Re: [jQuery] error essage: "css is not a function"

The jQuery object - the return value from $(whatever) - is an array-like object with .length and [0] etc. properties. You don't need to call .get() on it unless you need an actual JavaScript Array object, which is rare.

The *elements* of the jQuery object - or the elements of the Array that .get() returns, are plain HTML elements - DOM nodes. They are not jQuery objects themselves. They have DOM methods and properties, not jQuery methods.

You can always wrap a DOM node in a jQuery object with $(theDomNode).

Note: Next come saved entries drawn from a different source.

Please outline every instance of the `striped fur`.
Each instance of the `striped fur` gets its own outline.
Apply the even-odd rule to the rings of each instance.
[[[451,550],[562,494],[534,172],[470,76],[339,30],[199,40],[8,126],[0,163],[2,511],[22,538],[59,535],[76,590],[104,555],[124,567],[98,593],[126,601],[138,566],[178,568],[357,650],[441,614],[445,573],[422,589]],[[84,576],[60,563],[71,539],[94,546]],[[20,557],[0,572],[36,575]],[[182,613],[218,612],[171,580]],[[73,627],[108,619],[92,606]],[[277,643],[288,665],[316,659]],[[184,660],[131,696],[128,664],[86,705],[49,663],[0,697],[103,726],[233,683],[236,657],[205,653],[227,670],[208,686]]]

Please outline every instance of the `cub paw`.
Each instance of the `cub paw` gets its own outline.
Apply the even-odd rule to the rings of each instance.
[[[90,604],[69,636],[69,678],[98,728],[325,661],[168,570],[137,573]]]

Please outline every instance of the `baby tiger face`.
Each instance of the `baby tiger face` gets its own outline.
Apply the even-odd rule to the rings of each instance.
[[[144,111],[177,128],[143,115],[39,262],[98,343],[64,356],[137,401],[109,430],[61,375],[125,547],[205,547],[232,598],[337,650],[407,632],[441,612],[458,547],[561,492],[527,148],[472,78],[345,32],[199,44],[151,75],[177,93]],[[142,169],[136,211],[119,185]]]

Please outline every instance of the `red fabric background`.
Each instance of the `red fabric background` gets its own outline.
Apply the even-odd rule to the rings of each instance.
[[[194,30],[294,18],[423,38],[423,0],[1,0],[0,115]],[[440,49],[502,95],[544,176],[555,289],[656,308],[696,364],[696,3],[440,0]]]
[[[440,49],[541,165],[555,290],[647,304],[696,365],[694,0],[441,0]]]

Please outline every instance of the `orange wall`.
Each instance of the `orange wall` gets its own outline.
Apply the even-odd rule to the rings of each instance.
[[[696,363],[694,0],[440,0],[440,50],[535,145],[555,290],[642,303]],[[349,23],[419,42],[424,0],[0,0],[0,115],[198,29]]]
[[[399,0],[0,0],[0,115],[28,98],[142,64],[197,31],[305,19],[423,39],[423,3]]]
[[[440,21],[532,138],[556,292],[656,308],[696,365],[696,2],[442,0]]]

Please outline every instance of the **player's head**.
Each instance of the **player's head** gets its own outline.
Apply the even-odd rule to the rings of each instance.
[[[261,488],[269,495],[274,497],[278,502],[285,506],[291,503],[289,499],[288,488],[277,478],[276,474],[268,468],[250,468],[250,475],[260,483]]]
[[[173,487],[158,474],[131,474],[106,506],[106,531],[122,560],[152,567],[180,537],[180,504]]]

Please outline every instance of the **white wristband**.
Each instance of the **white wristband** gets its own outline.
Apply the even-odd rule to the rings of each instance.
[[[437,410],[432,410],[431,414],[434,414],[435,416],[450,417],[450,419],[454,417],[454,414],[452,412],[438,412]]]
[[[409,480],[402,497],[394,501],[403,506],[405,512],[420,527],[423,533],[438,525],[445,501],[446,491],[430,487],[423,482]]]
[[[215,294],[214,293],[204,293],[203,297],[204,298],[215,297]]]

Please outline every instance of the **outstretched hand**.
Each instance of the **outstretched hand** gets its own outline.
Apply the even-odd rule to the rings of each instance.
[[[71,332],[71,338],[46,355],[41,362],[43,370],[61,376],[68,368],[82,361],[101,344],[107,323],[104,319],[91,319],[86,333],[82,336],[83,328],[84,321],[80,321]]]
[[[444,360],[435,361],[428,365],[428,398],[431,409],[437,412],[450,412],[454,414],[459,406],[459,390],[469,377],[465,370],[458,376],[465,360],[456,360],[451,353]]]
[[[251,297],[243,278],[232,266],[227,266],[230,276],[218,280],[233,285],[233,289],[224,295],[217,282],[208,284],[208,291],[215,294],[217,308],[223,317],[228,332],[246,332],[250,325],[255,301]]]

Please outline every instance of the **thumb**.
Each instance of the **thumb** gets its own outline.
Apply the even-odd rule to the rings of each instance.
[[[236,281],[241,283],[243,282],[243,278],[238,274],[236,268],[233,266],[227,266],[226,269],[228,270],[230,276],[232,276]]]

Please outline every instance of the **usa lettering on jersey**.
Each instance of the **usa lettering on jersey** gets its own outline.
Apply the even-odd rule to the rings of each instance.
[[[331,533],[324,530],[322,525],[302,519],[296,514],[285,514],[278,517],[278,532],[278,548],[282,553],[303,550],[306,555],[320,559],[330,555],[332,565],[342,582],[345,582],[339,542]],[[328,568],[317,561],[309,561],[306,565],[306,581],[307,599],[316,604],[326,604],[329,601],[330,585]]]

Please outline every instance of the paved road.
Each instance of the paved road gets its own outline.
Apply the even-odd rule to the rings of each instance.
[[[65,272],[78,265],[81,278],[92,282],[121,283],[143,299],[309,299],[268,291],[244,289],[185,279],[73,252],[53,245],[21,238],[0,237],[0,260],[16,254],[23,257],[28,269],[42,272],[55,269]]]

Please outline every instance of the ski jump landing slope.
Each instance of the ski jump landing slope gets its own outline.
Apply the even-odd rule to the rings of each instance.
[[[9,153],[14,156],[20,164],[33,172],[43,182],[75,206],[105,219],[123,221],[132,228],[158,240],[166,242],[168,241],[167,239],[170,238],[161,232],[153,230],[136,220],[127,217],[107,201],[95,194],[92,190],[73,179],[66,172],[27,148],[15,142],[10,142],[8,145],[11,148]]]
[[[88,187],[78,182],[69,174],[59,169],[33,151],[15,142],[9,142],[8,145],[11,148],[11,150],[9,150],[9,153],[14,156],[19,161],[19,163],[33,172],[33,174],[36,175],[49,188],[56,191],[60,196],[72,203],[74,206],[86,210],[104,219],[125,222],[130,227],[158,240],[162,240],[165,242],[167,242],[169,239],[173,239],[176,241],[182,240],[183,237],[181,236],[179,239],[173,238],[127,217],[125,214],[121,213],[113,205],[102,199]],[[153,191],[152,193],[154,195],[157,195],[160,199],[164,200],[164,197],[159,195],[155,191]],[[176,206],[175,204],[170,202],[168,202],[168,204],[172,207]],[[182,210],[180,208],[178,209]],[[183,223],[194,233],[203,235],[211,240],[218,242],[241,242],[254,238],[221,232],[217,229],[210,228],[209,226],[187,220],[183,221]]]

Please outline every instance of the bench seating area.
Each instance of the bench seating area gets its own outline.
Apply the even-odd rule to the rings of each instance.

You can use a for loop just like the one you have, directly on a jQuery object without calling .get(). Or you can use jQuery's .each() method, which is often cleaner. One way to write your loop would be like this:

    $('.resizable').each( function( i, box ) {
        console.log( box.id + ': left=' + $(box).css('left') );
    });

In this code, 'box' is the same as 'boxes[i]' in your for loop. Note the difference between box.id - referencing a property of the DOM node directly - and $(box).css() - wrapping the DOM node inside another jQuery object and then calling a jQuery method on that object.

-Mike

On Wed, Dec 2, 2009 at 11:34 AM, hsfrey <hsfrey@gmail.com> wrote:

I'm using the following code:

               var boxes = $('.resizable').get();     // get divs as array
               for (var i=0; i<boxes.length; i++ )
               { console.log(boxes[i].id+': left='+boxes[i].css('left'));      }

I get this error message from Firebug:
              boxes[i].css is not a function
             [Break on this error]
            { safelog($boxes[i].id+': left='+$boxes[i].css('left'));\r
\n

I have used similar code before, but for an individual item, not an
array.
For instance, This works fine:

             var sel1=$('#'+b1);
             var c1x = parseInt(sel1.css('left'));

Does this simply not work on arrays, or have I made some other error?